5. Authenticity Over Mechanics
The theme of authenticity and personalization rang throughout the CTA conference, but were really driven home in a few presentations that provided key takeaways to put in place immediately:
- 1.CLEARLY DEFINE YOUR PURPOSE – Mackenize Fogelson (@MacFogelson), founder of Genuinely, spoke passionately about defining your Purpose as a business owner to drive focus, strategy and growth for your business. Your purpose lies between your “Brands Best Self” and the “Cultural Tension” it interacts with and desires to solve – this in essence is your “Big Ideal” = Your True Purpose. Defining your purpose for your business is critical and will drive authentic marketing.

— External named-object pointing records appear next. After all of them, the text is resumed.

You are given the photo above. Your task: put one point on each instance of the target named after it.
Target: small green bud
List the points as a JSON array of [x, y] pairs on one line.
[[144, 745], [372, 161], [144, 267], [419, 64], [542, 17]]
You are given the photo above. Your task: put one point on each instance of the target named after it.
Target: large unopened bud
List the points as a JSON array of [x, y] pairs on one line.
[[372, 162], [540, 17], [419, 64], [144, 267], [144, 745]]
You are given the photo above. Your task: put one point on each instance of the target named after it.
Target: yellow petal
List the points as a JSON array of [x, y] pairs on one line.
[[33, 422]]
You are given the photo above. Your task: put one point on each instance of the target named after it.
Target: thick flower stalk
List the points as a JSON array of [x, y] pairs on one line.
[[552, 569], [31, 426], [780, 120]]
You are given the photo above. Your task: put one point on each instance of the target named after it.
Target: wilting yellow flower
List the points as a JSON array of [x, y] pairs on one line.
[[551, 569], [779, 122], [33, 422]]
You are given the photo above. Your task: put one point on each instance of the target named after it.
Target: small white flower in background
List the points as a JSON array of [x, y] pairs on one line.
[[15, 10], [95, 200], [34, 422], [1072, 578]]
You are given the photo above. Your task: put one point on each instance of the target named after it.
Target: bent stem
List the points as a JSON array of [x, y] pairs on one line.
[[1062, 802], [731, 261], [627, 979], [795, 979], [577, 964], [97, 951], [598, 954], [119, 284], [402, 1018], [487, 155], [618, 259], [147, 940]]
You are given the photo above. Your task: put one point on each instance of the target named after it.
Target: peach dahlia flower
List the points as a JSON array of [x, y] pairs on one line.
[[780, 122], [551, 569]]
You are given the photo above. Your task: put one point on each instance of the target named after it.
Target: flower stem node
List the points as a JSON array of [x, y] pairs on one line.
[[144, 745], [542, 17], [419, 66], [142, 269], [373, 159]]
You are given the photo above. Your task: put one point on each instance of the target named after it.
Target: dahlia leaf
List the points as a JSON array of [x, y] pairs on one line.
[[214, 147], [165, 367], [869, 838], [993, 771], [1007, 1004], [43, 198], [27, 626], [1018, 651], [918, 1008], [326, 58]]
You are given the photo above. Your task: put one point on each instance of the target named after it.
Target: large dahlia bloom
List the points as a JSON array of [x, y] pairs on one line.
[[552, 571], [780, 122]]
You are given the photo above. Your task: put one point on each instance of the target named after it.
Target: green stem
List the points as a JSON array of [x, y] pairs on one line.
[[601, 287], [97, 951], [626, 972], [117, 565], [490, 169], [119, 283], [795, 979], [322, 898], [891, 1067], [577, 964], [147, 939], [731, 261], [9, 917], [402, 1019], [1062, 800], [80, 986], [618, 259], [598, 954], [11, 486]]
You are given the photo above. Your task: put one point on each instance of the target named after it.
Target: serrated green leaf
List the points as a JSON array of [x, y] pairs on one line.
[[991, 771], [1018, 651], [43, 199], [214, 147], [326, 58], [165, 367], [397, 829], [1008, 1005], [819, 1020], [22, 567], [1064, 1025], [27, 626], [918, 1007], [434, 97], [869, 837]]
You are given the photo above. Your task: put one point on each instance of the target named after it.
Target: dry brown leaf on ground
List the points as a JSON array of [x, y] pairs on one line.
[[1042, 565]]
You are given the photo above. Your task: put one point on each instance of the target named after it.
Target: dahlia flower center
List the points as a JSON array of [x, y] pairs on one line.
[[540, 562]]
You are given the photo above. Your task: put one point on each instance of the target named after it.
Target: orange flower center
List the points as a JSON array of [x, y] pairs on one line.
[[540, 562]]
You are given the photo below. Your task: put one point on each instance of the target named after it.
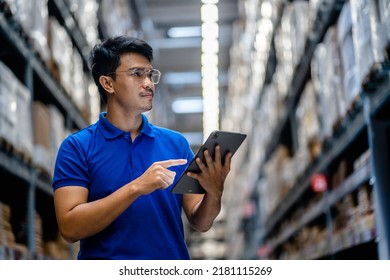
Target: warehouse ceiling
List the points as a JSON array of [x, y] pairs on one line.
[[179, 58]]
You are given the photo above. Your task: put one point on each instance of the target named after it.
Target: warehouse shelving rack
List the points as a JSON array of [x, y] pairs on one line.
[[365, 128]]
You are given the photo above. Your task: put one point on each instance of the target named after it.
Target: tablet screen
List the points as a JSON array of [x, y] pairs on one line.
[[228, 142]]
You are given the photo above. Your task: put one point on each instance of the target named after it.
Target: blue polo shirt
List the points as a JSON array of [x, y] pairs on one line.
[[103, 158]]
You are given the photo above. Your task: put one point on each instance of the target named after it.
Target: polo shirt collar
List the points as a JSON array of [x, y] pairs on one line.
[[109, 131]]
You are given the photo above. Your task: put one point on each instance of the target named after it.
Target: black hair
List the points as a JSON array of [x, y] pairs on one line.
[[105, 56]]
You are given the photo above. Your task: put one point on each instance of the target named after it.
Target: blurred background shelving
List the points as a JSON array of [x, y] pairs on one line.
[[308, 81]]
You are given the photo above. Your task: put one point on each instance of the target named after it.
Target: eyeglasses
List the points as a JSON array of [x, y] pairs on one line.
[[140, 74]]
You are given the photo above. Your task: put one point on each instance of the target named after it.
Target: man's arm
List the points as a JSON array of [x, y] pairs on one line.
[[201, 210]]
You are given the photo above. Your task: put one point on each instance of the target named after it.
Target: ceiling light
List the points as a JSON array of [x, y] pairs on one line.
[[185, 31], [187, 105]]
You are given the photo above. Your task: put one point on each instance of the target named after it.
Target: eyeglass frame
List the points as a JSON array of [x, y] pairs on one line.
[[146, 73]]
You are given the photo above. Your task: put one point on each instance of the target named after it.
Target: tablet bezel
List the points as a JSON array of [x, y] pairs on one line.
[[228, 142]]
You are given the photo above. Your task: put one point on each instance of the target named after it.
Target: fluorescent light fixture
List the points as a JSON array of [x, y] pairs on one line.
[[188, 105], [185, 31], [210, 48], [182, 78]]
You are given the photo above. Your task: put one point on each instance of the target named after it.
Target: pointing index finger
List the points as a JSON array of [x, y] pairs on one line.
[[172, 162]]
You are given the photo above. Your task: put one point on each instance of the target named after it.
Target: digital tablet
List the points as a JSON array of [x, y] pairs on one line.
[[228, 142]]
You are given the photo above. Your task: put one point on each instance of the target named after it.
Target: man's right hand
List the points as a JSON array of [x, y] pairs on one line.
[[158, 176]]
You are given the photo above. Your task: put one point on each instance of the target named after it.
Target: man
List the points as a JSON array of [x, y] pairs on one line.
[[112, 180]]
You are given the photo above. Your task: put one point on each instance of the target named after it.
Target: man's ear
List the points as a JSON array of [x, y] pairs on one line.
[[106, 83]]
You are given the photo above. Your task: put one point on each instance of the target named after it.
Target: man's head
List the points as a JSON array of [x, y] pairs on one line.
[[105, 56]]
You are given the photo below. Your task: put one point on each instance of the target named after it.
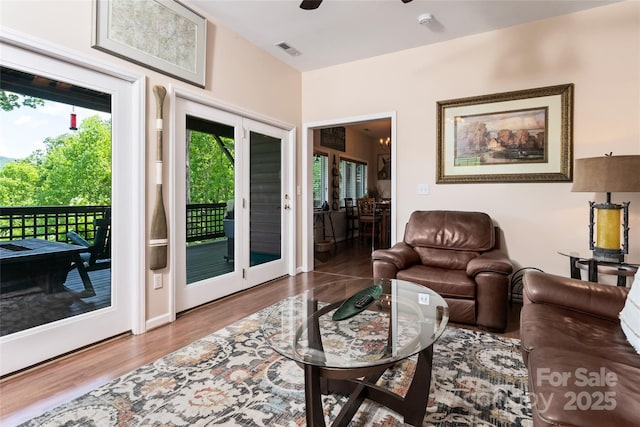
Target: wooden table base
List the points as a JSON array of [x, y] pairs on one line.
[[412, 407]]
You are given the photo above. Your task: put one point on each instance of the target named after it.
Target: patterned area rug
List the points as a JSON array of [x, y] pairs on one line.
[[233, 378]]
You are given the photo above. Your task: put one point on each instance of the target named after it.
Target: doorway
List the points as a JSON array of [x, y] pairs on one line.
[[231, 202], [310, 133]]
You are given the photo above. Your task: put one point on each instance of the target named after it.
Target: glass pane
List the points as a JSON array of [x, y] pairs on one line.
[[210, 195], [55, 200], [265, 211], [320, 180]]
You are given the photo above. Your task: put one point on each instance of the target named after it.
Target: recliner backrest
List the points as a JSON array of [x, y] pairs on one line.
[[449, 239]]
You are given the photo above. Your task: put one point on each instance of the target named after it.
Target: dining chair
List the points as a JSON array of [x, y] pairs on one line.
[[368, 219], [351, 212]]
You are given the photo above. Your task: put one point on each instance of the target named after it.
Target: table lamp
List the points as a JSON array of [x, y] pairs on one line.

- 2.OVERTLY PERSONALIZE – Cara Harshman (@CaraHarshman), from Optimizely, took personalization to new level with her team at Optimizely by customizing their homepage for +26 different personas/users. It was an enormous undertaking that not many teams have the resources to accomplish, but the takeaway is that personalization for your prospects drives curiosity and ultimately action. How can you further personalize for the industries, demographics and geographic locations you serve in your marketing?
- 3.PLAIN TEXT OVER HTML IS AUTHENTIC – Mathew Sweezey (@MSweezey) of Salesforce, threw the book at HTML email marketing to say it has no place in authentic messaging. Mathew argues the only authentic messaging, that can even be delivered via automation, comes through rich text/plain text emails from person-to-person, delivering value with each interaction. We heard a number of marketing practitioners release a collective sigh of relief not to have to toy around with finicky HTML email code any longer. Woohoo!
Take Action from the CTA Conference
Overall, the CTA Conference delivered in relevant valuable content and was a heck of a good time. Those Unbouncers know how to party! The only critique we would have for next year is to have every presentation relevant to driving calls-to-action/conversions, after all the name of the conference is the Call-to-Action Conference. Just a simple, gentle nudge to the conference organizers. Thank you and we love you!
In any case, my friend, you can see there is much that can be immediately implemented from the brief 2-day conference we attended. We’d love to hear from you if you also attended the conference, what were your key takeaways? If you didn’t attend the conference, what ideas did our top 5 takeaways inspire you to take?